Mazette, il y a toujours des punkettes. Il y a Mademoiselle K, qui raconte des trucs invraisemblables, tu sais pas si elle chante, tu sais pas si elle joue, qui vient de sortir un disque. C’est comme si elle avait les Stooges derrière, où un groupe garage anglais des années 60-70 dont le principal attrait est de prosuidre des décibels, les vieux appellent ça du rock.

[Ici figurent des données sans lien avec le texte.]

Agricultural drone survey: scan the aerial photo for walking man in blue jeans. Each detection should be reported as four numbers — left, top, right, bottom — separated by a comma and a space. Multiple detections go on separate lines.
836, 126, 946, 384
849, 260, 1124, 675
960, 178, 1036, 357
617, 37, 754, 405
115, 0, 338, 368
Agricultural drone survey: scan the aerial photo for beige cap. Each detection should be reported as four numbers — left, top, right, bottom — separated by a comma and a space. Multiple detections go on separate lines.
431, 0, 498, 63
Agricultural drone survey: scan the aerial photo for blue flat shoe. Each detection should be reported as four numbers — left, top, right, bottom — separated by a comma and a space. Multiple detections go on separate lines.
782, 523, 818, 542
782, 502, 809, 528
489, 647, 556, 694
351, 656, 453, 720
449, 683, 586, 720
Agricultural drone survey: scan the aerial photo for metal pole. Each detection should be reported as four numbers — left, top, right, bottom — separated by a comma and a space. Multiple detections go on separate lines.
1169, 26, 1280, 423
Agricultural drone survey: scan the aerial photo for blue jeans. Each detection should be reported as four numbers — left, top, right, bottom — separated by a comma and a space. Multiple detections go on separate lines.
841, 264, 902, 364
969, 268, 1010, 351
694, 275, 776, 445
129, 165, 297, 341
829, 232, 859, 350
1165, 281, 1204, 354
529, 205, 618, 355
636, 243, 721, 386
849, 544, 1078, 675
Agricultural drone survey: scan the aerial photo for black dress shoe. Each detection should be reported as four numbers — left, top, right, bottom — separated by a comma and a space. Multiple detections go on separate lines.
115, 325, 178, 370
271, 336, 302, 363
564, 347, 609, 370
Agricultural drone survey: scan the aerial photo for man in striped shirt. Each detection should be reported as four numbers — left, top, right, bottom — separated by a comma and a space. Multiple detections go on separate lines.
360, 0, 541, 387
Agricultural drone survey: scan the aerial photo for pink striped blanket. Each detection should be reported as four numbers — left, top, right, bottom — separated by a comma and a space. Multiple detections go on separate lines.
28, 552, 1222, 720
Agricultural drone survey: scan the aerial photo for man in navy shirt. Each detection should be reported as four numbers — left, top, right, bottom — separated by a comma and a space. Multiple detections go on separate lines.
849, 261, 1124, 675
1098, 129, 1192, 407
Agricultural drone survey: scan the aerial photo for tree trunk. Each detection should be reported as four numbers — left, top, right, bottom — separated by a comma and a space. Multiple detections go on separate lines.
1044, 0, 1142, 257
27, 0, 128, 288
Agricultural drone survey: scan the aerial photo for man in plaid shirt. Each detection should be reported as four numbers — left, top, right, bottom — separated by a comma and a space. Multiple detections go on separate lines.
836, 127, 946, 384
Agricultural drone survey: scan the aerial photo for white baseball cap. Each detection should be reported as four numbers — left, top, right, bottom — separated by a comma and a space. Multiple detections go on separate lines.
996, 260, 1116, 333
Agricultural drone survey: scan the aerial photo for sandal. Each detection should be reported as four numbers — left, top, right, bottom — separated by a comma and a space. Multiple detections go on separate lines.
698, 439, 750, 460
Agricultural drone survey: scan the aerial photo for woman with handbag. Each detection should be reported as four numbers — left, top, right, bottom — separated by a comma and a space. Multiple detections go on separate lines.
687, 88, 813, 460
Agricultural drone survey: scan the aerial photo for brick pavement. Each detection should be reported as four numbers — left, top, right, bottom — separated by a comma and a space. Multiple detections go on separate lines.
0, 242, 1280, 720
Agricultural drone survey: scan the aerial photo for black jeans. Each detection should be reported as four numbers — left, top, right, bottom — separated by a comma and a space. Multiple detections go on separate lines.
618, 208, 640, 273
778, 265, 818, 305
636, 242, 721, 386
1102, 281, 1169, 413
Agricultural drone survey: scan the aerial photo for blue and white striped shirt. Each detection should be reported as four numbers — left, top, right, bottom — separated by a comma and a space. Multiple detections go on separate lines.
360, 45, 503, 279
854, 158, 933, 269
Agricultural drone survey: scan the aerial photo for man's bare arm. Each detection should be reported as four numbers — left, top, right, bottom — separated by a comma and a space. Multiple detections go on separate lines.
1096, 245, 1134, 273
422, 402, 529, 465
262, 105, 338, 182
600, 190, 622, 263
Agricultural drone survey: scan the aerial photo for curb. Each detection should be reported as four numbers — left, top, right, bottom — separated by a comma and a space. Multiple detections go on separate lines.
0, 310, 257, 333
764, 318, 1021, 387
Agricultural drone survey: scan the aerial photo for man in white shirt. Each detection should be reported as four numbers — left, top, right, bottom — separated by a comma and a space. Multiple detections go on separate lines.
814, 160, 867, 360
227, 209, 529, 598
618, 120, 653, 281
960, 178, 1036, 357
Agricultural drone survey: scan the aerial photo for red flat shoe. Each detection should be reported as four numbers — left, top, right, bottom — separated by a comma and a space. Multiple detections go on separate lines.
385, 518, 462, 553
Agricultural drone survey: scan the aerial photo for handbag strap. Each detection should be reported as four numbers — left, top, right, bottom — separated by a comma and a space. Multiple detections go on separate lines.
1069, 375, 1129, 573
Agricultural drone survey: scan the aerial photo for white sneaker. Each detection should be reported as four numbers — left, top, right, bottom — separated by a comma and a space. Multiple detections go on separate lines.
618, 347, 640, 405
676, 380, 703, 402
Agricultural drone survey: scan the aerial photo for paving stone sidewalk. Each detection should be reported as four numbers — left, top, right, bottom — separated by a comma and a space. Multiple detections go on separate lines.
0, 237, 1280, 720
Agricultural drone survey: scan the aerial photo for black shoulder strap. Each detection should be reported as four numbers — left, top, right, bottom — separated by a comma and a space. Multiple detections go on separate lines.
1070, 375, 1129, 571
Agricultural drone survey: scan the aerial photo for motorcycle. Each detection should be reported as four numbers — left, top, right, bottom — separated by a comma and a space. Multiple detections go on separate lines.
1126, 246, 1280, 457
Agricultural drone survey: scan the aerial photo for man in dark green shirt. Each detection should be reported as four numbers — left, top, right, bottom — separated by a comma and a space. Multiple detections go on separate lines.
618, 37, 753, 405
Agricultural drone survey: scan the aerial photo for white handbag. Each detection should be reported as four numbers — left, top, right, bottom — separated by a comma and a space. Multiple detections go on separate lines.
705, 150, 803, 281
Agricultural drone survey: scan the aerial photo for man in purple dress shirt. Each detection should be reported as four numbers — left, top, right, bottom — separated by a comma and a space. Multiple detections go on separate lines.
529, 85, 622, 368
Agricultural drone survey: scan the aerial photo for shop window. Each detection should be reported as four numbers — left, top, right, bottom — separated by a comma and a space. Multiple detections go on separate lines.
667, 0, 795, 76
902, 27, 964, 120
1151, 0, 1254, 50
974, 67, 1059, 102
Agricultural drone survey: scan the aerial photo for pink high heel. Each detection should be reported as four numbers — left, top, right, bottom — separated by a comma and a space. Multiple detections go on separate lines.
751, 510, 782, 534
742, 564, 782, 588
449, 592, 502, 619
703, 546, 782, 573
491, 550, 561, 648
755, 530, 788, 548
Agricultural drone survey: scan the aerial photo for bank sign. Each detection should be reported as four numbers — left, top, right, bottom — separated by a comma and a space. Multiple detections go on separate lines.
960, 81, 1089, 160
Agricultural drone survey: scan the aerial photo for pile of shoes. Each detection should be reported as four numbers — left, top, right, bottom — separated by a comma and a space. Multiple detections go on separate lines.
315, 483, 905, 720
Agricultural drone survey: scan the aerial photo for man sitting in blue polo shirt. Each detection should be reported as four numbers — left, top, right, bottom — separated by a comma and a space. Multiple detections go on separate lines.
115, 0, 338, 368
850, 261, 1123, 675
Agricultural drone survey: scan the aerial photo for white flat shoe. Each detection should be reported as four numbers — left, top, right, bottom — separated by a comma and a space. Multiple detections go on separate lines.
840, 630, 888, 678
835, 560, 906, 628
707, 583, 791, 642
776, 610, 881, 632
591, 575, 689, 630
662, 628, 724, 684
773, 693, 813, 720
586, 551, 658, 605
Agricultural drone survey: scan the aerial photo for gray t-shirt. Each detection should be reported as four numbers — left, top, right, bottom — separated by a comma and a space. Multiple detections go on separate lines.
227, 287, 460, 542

Ça me rappelle aussi cette chanson, « Ballroom Blitz », de qui est-ce déjà… Sauvage, quoi. Quand Mademoiselle K vous chante « Jamais la paix », vous avez illico l’envie de la lui foutre. On ne sait jamais, une avoinée est si vite arrivée. Si vous voulez savoir ce que veut dire le terme « écorché vif », adaptez-le au féminin et écoutez Mademoiselle K. Etrange d’ailleurs, ces jeunes filles qui font une musique si ravagée, si enragée, si rageuse. « Je suis plus qui je suis », « Je suis grave », « Je suis pas si tarée, pas si carrée », « je suis bleue »… Franchemant, si j’éatais son mec, je m’inquiéterais… A supposer bien sûr qu’il y ait de quoi s’inquiéter. En bref, dette demoiselle K est assez punk kafkaïenne, bourrée d’énergie mais petite fille dans l’âme, un coup elle vous embrasse, un coup elle vous mord, mais elle laisse en tout cas pantois.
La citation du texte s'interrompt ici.